In early October, Julio had met with an asylum officer for what’s known as a credible fear interview. According to the report of that interview, which Julio provided to ProPublica, the asylum officer not only asked him why he fled El Salvador, but whether he had a criminal record. Among the questions were: Have you ever committed a crime in any country? Have you ever harmed someone for any reason? Even if you did not want to, have you ever helped someone else harm people? Have you ever been arrested or convicted of a crime? Have you ever been a member of a gang?

Julio answered no to all of them. The asylum officer who conducted the interview deemed Julio’s account credible, and, even more significantly, indicated that she had been provided no derogatory information or criminal records that would automatically bar Julio from winning asylum.

The discrepancy reflects differences in the legal standards for asylum and family separation. While the asylum officer’s decision is subject to review by a judge, the Border Patrol’s decision to take away Julio’s child was not.

“I don’t know what information, if any, they really have on Julio,” his attorney, Evangelista, said. “They have total discretion when it comes to separating him from his child. They can do what they want.
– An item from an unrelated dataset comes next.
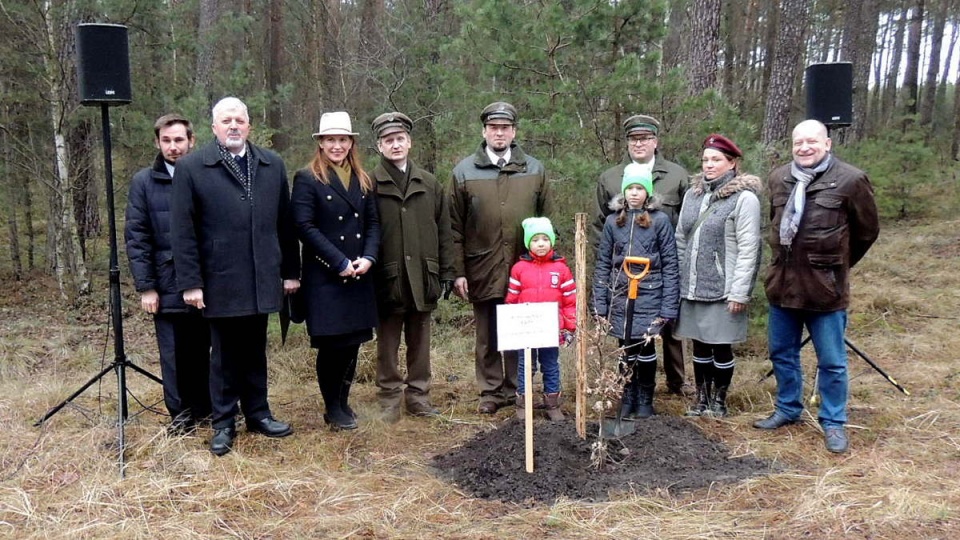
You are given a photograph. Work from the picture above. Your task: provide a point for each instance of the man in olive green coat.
(669, 183)
(493, 191)
(416, 267)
And they don’t have to explain why.”

Julio said his own father had abandoned him when he was about Brayan’s age. Then his mother left for the United States when he was 7. He said he vowed never to do the same thing to Brayan, which is why he didn’t leave the boy behind in El Salvador. He wonders now whether that was a mistake. In every phone call with Brayan, Julio says, he feels his son slowly slipping away.
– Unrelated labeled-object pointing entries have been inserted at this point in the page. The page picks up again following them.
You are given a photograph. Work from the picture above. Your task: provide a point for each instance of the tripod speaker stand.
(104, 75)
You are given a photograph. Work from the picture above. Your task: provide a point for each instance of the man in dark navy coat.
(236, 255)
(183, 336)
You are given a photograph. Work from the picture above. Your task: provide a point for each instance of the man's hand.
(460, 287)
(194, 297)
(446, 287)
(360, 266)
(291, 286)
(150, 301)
“He tells me: ‘You’re not my Papa anymore. I have a new Papa,’” Julio said of his son, adding: “He doesn’t even call me Papa. He calls me Papi. I never taught him that word.”

Back in New York, Ziesemer said she worries family separations may be beginning all over again.

Sitting with Brayan in her office, she said, brought back the faces of the 400 or so separated kids who had shuffled through over the summer. As Catholic Charities’ point person during the crisis, she said she came to know every single one of those kids by name. One 9-year-old girl went into a full panic attack when she was asked to step into a room without her sister because she thought Ziesemer was going to take her sister away like officials had taken her mother. “At one point, we had to have a meeting with the entire office to explain why the conference room was full of all these wailing kids,” she said.

Catholic Charities, the ACLU and several other large immigrant advocacy groups took the lead in putting the families together again; working the phones to find parents who were still in immigration detention and dispatching colleagues to Central America to track down parents who had already been deported. In addition to the “huge, heavy lift” of reunification, Ziesemer said, there was a crush of calls and emails from Congress, consulates and the media — all seeking information about the separations.

Ziesemer said she and her team worked around the clock for months, and though there are still several dozen kids awaiting reunification, she thought things were winding down. That’s when she began seeing new cases, like Brayan’s, which had some of the same hallmarks of the old ones.

Ziesemer didn’t know much about Brayan, except the little bit of information she’d gotten from him during their meeting. So I shared with her some of the things I’d learned about him from his family: that he could eat four hard-boiled eggs in one sitting; that he loved Lightning McQueen, a character from the Pixar movie “Cars”; and that he had a dog, Lucky, whom he insisted on seeing during every WhatsApp video call with his mother. His grandmother in Austin had fixed up a bedroom for him, filled with Mickey Mouse dolls, remote-control cars and winter coats. I told Ziesemer how distraught Brayan’s father was that his son called him “Papi.”

“A couple of weeks is a long time for a kid his age,” she said about Brayan. “They start losing attachments to people, even their parents.”